Des mois plus tard, alors que le couple vivait dans un squat, Océane sa compagne de l’époque et mère de son fils, se réveille en pleine nuit. Son matelas est en feu. Cédric se tient à côté, un bidon d’essence à portée de mains. Océane résume sa relation ainsi :
« Il m’a battue, séquestrée, a tenté de me tuer. »
Un jour, Berny a incendié une cabane près du squat de Conflans Sainte Honorine qu’il occupait. En fait, son premier incendie date de ses 3 ans d’après son père. Mais ce dernier n’a pas pu venir témoigner : « Papa a eu un accident de voiture et a eu les deux jambes coupées », explique sa sœur à l’audience.
La vie de Cédric est jalonnée d’incendies criminels.

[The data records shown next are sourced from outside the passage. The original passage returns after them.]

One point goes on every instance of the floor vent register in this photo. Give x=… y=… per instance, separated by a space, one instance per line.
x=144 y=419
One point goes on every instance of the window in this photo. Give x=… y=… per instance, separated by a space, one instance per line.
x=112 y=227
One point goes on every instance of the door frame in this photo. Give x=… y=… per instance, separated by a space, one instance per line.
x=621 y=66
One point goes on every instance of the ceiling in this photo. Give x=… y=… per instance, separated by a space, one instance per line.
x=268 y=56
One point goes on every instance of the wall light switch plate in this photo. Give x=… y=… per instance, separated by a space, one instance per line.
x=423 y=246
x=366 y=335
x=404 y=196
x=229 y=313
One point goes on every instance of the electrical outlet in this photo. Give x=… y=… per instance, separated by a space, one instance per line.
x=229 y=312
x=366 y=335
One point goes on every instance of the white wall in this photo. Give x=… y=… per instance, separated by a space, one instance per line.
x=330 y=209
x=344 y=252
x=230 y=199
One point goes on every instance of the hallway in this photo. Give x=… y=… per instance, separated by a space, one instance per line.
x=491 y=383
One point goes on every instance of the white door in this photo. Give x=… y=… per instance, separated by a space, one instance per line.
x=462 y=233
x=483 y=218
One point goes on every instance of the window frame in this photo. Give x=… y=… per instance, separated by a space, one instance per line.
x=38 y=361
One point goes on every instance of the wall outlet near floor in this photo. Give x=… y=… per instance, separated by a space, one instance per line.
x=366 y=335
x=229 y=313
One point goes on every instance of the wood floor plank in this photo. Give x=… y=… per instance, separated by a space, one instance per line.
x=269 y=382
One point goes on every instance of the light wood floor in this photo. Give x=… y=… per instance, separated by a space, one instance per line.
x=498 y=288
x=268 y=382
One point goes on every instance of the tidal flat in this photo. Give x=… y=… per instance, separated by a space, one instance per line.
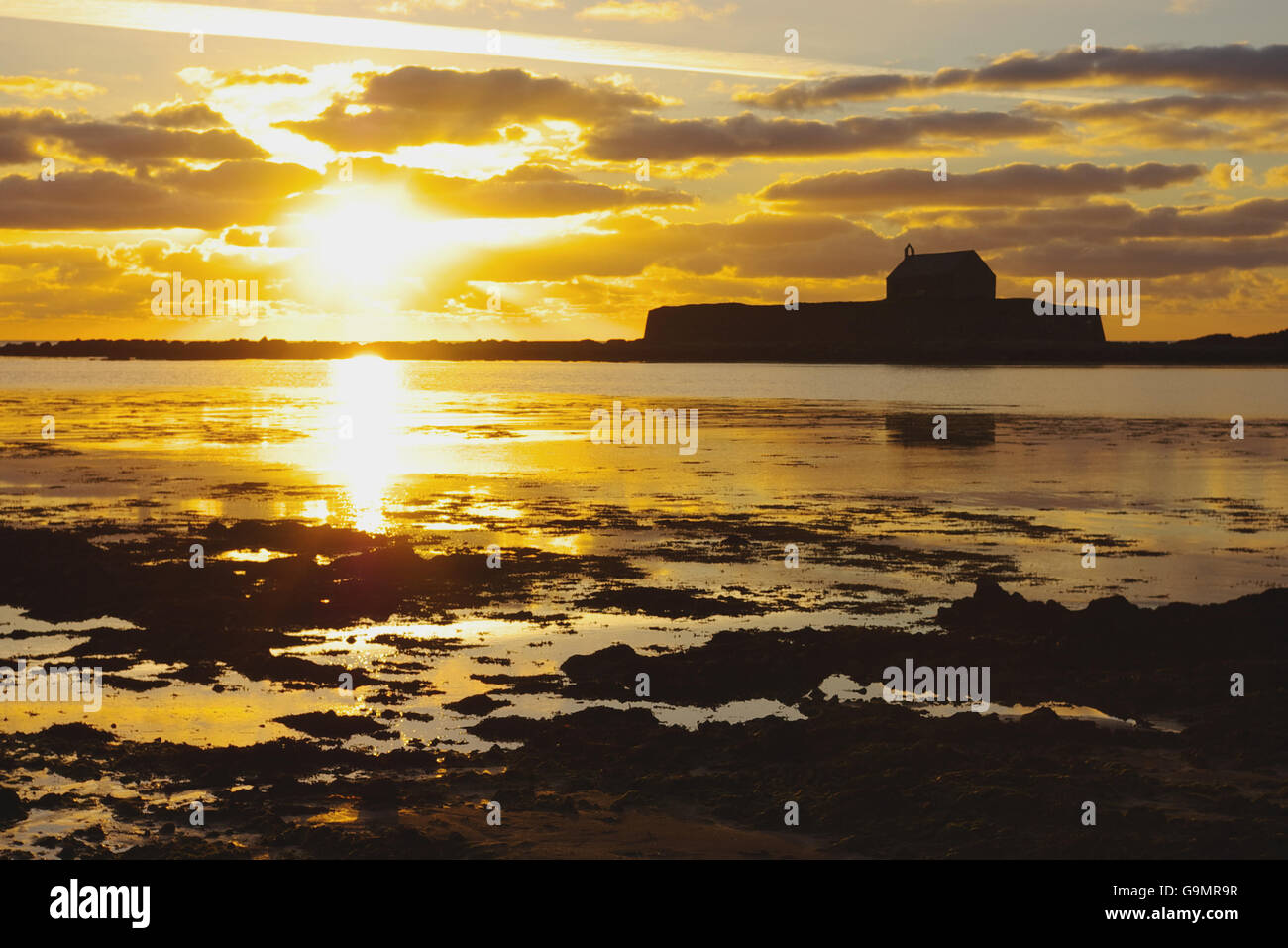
x=349 y=647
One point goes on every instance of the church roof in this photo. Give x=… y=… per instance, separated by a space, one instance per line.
x=917 y=265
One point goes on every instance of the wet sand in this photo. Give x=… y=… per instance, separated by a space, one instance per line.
x=369 y=559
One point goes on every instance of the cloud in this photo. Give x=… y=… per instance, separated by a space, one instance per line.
x=1233 y=67
x=750 y=136
x=235 y=192
x=413 y=106
x=43 y=88
x=996 y=187
x=178 y=115
x=136 y=141
x=653 y=11
x=528 y=191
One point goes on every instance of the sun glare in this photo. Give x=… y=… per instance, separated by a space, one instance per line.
x=366 y=249
x=364 y=423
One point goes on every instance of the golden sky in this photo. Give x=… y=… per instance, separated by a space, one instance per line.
x=473 y=168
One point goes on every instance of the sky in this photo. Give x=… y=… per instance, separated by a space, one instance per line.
x=553 y=168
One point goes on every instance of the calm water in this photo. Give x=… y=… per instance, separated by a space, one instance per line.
x=490 y=450
x=459 y=455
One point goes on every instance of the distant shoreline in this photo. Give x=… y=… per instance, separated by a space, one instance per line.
x=1269 y=350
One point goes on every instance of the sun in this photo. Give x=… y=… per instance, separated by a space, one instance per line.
x=366 y=248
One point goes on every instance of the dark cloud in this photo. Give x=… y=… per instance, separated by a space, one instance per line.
x=237 y=192
x=196 y=115
x=528 y=191
x=132 y=143
x=1010 y=185
x=1234 y=67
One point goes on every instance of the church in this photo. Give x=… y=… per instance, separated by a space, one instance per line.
x=940 y=305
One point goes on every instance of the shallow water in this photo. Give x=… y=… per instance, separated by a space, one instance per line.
x=459 y=455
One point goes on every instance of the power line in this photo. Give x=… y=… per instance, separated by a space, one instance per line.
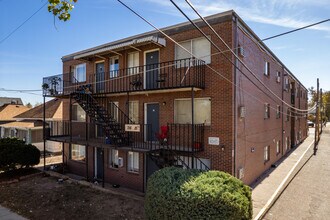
x=20 y=90
x=298 y=29
x=11 y=33
x=236 y=56
x=218 y=73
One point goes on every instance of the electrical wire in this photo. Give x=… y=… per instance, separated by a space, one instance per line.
x=234 y=54
x=298 y=29
x=217 y=72
x=11 y=33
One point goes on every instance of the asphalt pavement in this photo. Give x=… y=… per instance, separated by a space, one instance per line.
x=308 y=194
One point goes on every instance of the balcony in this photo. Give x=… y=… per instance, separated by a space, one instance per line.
x=177 y=74
x=179 y=137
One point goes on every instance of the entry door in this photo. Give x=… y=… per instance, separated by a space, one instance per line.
x=99 y=77
x=99 y=163
x=153 y=121
x=152 y=64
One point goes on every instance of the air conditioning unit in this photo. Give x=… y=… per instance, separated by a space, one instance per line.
x=120 y=162
x=241 y=51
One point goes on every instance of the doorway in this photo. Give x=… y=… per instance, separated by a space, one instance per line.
x=152 y=64
x=99 y=80
x=152 y=119
x=99 y=163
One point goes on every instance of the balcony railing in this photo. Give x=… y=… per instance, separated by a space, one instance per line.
x=179 y=136
x=175 y=74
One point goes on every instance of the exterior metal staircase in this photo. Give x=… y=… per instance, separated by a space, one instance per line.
x=112 y=129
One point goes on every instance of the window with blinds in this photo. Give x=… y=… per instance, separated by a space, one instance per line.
x=183 y=113
x=200 y=47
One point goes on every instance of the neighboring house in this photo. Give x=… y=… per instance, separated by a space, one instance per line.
x=8 y=112
x=9 y=100
x=133 y=106
x=29 y=127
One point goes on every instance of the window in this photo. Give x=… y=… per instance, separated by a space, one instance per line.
x=278 y=111
x=78 y=113
x=201 y=163
x=113 y=108
x=79 y=73
x=114 y=66
x=278 y=147
x=267 y=111
x=200 y=47
x=278 y=77
x=133 y=162
x=287 y=143
x=266 y=153
x=267 y=68
x=113 y=158
x=133 y=113
x=78 y=152
x=202 y=110
x=288 y=114
x=286 y=84
x=132 y=63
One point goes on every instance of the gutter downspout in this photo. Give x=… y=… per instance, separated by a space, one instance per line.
x=235 y=98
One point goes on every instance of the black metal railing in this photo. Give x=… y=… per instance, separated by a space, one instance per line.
x=182 y=73
x=179 y=137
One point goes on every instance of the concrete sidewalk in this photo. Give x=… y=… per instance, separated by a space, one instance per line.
x=274 y=181
x=6 y=214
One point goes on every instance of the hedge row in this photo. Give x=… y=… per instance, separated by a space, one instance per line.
x=15 y=153
x=174 y=193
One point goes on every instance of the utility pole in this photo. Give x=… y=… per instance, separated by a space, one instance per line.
x=316 y=135
x=321 y=110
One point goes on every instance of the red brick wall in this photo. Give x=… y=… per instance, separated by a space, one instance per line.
x=252 y=132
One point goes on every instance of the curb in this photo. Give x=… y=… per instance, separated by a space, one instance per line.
x=287 y=180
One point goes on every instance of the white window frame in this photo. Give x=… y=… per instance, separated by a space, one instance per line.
x=207 y=59
x=266 y=110
x=267 y=68
x=133 y=160
x=288 y=114
x=266 y=153
x=113 y=158
x=132 y=114
x=78 y=117
x=113 y=73
x=278 y=76
x=176 y=120
x=114 y=110
x=278 y=143
x=77 y=74
x=278 y=111
x=286 y=84
x=132 y=64
x=81 y=152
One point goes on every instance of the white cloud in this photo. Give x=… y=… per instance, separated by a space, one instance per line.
x=282 y=13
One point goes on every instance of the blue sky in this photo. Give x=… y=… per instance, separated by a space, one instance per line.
x=34 y=51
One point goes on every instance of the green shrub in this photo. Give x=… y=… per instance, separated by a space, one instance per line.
x=174 y=193
x=15 y=153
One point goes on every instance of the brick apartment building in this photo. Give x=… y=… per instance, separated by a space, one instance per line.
x=141 y=103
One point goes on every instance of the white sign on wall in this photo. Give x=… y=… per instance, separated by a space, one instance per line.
x=132 y=128
x=214 y=141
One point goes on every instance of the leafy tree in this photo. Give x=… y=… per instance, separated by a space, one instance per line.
x=61 y=8
x=29 y=105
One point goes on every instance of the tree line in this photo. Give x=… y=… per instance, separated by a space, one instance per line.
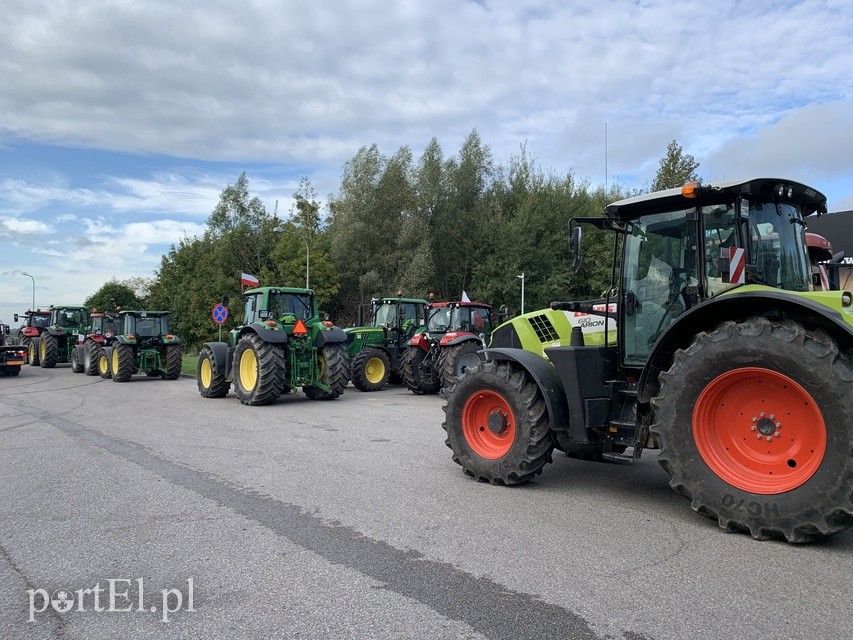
x=433 y=224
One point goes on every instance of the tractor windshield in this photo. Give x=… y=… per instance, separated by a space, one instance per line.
x=297 y=305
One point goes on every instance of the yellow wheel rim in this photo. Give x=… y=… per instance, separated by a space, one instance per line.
x=248 y=370
x=206 y=373
x=374 y=370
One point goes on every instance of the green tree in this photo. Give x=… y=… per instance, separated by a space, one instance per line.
x=112 y=294
x=676 y=168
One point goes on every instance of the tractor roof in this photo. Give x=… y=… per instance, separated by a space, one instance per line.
x=139 y=314
x=480 y=305
x=278 y=290
x=809 y=199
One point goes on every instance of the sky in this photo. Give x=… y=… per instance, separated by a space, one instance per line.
x=121 y=121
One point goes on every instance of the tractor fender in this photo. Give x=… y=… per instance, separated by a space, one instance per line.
x=737 y=307
x=333 y=335
x=266 y=334
x=220 y=356
x=458 y=337
x=546 y=378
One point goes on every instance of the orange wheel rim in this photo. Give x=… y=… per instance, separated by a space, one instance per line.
x=488 y=424
x=759 y=430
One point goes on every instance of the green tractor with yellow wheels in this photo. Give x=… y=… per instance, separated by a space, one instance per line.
x=143 y=344
x=715 y=349
x=281 y=346
x=376 y=350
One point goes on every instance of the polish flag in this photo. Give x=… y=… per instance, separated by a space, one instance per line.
x=248 y=280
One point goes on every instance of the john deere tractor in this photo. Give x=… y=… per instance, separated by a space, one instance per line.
x=66 y=327
x=724 y=358
x=143 y=344
x=455 y=332
x=376 y=350
x=35 y=322
x=89 y=357
x=281 y=346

Peut-on en conclure qu’il a une tendance nette à la pyromanie ? Les experts psychiatres refusent de trancher. Ils qualifient cependant Berny de « psychopathe » : intolérance à la frustration, impulsivité et mauvais contrôle de ses pulsions, agressivité, lien social extrêmement fragile et relation à la loi conflictuelle. « Cédric Berny, c’est quatre sur quatre, il remplit toutes les conditions ! », conclut l’avocat général au matin du dernier jour d’audience :
« Brûler quelqu’un vif, c’est pas commun, mais Cédric Berny n’est pas quelqu’un de commun. Ce qui m’a frappé, c’est cette dangerosité exceptionnelle. »Puis de demander « l’élimination sociale » de Berny, la peine maximum.
Son premier incendie date de ses 3 ans. / Crédits : Guillaume Duchemin
La peine maximale requise pour le « psychopathe »
Les avocats se succèdent ensuite : les peines demandées pour les trois lascars du 02 sont sévères. Les défenseurs tentent alors de minimiser leur rôle, brandissent la conscience honteuse de leurs clients, qui jamais, jamais « ne se comporteront de nouveau ainsi », dit l’un d’eux. Puis l’avocate de Berny plaide l’acquittement – suivant la position de son client – pour les faits de destruction par incendie ayant entrainé la mort. Elle relève qu’il y a « des témoignages certes, mais aucun élément matériel » :
« Cédric est violent, certainement dangereux, mais comment peut-on être certain que l’incendie n’est pas accidentel ? Est-ce lui qui a allumé le feu ? »
Après quatre heures de délibérations, la cour et les jurés ont révélé leur intime conviction. Berny, déclaré coupable, écope du maximum : perpétuité et 22 ans de sûreté. Jo et Thomas prennent deux ans dont 15 mois avec sursis, Julian deux ans dont 18 mois avec sursis – ils demeurent libres. Berny ne bronche pas.